The public sector fairy tale is well and truly over - but that doesn’t mean that work in 2011 will completely dry up. Here are five of the most exciting projects of the year ahead.
2012 Olympics
2011 is the year when the London 2012 Olympic Games become a tangible, physical reality. Hopkins’ velodrome is set to be the first of the “Big Five” permanent venues to finish, with others, including Zaha Hadid’s aquatics centre, set to complete shortly afterwards.
Hepworth Wakefield
Chipperfield has won plaudits for his cultural buildings in both Europe and the US. Yet such accolades may finally come closer to home when the new Hepworth Wakefield art gallery opens this spring. The interlocking trapezoidal blocks, inspired by the city’s industrial heritage, are already a distinctive feature of Wakefield’s urban landscape.
Westfield Stratford
If you thought Westfield White City was big, wait until Westfield Stratford City opens. The 2 million ft2 mega-structure will be the largest inner-city shopping centre in Europe when it opens in September. Along with the Olympics, it is the most visible commercial product of the huge urban regeneration plan for what was formerly one of London’s most deprived areas. It straddles the edge of the London 2012 Olympic park and will benefit from its location at the interchange of a new high-speed international transport network.
Rothschild’s Bank HQ, London
Rothschild’s Bank’s new headquarters in the City of London is the first UK building designed by radical Dutch architect Rem Koolhaas and his Rotterdam-based Office for Metropolitan Architecture - and one of the most high profile buildings of the year. Although it is scheduled to complete in the summer, the slender glass boxes of Koolhaas’ new offices can already be seen above the surrounding roofscape. With Jean Nouvel’s recently completed One New Change, it marks the City’s often controversial willingness to promote provocative contemporary commercial architecture.

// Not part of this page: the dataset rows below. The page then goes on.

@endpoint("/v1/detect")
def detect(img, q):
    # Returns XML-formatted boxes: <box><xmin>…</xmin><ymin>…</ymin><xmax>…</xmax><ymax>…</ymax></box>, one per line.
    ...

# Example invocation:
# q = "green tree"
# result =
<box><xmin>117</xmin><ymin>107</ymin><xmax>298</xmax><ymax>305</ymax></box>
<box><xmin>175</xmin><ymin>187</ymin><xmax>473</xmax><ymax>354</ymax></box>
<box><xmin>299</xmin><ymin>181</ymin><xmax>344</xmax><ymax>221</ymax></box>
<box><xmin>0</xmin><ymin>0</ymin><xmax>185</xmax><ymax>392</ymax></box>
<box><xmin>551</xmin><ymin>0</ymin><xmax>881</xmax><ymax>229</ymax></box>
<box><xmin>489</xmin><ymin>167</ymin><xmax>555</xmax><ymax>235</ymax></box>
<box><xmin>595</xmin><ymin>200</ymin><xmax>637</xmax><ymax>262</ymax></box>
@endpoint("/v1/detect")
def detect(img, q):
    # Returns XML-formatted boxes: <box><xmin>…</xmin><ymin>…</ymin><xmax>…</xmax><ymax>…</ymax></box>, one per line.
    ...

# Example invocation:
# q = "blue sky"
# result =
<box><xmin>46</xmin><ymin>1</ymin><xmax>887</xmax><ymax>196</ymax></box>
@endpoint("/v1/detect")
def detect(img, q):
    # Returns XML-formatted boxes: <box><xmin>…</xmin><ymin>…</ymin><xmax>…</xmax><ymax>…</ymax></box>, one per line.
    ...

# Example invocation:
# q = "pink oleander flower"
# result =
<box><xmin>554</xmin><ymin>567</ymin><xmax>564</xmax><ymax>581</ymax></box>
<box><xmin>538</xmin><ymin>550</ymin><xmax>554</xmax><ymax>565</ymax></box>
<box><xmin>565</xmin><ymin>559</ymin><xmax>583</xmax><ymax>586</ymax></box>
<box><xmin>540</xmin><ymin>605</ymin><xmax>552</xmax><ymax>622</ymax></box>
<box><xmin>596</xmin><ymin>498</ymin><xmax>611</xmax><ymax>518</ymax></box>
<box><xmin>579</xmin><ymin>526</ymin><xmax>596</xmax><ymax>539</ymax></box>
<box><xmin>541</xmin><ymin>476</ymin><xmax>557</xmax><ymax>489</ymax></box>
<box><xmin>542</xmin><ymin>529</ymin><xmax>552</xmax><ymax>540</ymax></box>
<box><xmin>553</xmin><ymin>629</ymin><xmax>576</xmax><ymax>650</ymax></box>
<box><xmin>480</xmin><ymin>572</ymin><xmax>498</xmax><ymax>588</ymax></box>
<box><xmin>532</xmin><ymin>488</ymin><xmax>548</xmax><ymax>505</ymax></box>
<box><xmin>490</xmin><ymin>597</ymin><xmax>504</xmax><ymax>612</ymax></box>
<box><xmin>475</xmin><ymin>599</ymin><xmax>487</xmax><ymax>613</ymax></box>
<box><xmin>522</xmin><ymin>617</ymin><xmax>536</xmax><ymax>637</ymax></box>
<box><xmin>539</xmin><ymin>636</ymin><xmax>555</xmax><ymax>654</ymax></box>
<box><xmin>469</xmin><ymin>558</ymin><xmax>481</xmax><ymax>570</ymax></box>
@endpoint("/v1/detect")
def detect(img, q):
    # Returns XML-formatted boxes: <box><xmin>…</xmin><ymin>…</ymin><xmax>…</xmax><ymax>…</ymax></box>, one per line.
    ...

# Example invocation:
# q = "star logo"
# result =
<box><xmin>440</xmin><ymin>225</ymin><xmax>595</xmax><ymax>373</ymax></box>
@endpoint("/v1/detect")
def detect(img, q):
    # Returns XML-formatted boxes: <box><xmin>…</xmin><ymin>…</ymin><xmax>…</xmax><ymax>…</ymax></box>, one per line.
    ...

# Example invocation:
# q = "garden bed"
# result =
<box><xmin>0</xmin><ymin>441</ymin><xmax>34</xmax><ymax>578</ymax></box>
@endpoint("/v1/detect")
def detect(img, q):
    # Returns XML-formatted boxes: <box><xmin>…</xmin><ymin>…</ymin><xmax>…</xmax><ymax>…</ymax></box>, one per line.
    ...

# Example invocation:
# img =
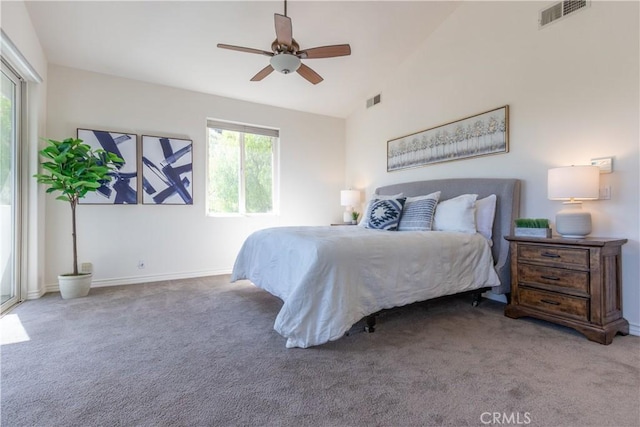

Museum of Transport, Glasgow
Hot on the heels of her Stirling prize success, Zaha Hadid’s Museum of Transport in Glasgow promises to keep her firmly in the spotlight. Many will be keen to see if Hadid’s first-built UK museum project can repeat the success of her scintillating Maxxi in Rome. Her trademark swooping geometries and dynamic forms are already visible as the building rises from the banks of the Clyde. But like Maxxi, it is the interior’s ability to reconcile the architect’s visceral conceptualism with the functional requirements of museum design that will determine its success.